As Michael mentions the NCBI BLAST+ distribution does not currently (NCBI BLAST 2.2.25) contain a tool for creating RPS-BLAST databases. Checking in the NCBI BLAST documentation which covers "Legacy" BLAST usage an equivalent for 'formatrpsdb' is one of the programs which fall under: "Those programs have no blast+ counterpart at this time." Given that the "Legacy" NCBI BLAST has been deprecated in favour of NCBI BLAST+, my guess is that a replacement tool will appear in the next couple of releases.
In the meantime it looks like the only options for building databases for use with 'rpsblast' are:
Use 'formatrpsdb' from the "Legacy" NCBI BLAST distribution.

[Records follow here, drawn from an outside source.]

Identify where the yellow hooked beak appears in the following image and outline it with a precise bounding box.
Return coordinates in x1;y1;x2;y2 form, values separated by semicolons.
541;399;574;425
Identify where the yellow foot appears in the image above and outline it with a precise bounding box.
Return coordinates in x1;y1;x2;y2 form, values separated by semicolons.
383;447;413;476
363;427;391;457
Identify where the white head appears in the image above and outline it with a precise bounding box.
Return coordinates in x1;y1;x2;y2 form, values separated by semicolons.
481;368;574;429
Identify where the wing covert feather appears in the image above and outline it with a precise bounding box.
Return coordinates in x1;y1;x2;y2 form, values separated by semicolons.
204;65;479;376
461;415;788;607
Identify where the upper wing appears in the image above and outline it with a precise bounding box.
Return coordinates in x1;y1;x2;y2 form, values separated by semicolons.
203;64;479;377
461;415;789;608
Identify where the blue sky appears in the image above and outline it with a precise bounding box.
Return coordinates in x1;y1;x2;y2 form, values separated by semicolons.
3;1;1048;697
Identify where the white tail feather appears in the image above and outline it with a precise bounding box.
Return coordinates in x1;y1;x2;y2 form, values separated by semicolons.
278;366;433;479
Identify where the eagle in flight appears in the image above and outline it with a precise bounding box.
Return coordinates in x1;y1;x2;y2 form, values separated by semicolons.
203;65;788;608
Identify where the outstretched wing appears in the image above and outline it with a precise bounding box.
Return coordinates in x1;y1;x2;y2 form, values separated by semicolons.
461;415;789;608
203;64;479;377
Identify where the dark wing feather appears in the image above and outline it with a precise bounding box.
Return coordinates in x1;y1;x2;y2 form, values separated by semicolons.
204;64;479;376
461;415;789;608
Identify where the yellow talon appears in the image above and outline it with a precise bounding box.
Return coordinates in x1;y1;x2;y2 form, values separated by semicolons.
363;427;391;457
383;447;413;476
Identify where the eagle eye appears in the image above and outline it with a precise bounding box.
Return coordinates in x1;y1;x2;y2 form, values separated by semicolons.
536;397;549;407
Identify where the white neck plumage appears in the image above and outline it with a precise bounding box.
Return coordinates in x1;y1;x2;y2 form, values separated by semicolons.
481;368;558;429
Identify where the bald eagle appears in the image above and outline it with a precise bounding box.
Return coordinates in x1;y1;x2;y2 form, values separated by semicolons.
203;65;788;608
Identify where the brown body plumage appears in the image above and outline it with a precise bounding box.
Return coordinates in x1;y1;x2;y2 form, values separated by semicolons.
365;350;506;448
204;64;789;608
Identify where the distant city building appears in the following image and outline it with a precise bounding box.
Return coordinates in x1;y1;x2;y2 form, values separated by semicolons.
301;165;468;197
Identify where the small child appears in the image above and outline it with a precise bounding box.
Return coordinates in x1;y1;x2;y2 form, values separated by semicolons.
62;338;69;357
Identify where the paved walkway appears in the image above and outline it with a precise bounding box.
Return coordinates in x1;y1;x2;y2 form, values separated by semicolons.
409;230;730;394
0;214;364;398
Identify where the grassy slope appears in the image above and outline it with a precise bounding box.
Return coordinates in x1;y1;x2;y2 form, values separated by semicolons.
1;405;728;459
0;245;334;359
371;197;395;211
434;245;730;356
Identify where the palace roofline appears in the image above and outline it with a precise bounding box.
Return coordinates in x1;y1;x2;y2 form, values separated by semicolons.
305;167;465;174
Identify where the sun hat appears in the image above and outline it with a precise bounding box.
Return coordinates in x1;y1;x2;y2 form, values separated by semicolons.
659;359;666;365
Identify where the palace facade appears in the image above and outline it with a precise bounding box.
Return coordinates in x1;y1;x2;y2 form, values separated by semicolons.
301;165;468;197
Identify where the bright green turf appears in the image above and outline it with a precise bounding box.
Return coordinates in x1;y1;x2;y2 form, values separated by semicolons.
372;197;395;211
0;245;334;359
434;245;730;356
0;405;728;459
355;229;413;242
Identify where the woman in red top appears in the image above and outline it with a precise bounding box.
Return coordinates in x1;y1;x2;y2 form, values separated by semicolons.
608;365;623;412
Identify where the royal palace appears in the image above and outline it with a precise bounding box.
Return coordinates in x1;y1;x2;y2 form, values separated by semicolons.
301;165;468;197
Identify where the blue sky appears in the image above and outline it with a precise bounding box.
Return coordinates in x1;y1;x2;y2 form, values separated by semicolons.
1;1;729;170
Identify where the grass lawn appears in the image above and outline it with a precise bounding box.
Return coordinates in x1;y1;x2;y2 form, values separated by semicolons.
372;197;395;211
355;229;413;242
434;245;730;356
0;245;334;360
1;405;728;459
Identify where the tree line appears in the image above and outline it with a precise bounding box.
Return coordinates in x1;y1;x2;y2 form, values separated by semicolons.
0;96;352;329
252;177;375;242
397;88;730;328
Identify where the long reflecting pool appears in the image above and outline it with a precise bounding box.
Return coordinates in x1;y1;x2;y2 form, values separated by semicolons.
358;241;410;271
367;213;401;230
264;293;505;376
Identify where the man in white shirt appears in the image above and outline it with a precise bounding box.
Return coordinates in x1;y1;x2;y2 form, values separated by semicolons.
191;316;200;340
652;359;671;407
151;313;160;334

Use the old 'makemat'/'copymat'/'formatdb' method, which was replaced by 'formatrpsdb', but is described in the "Legacy" NCBI BLAST 'rpsblast' documentation.
If you are only interested in the databases which NCBI provide in their CD-search service, then there are a couple of additional options:
Download the pre-formatted databases from the NCBI FTP site, see the README file for details of the available databases and the appropriate versions for your environment. As mentioned by Niek these files are also available from third parties.
Use the CD-search web service to access the NCBI CD-search service remotely. This has the advantage of NCBI doing all the database and software maintenance.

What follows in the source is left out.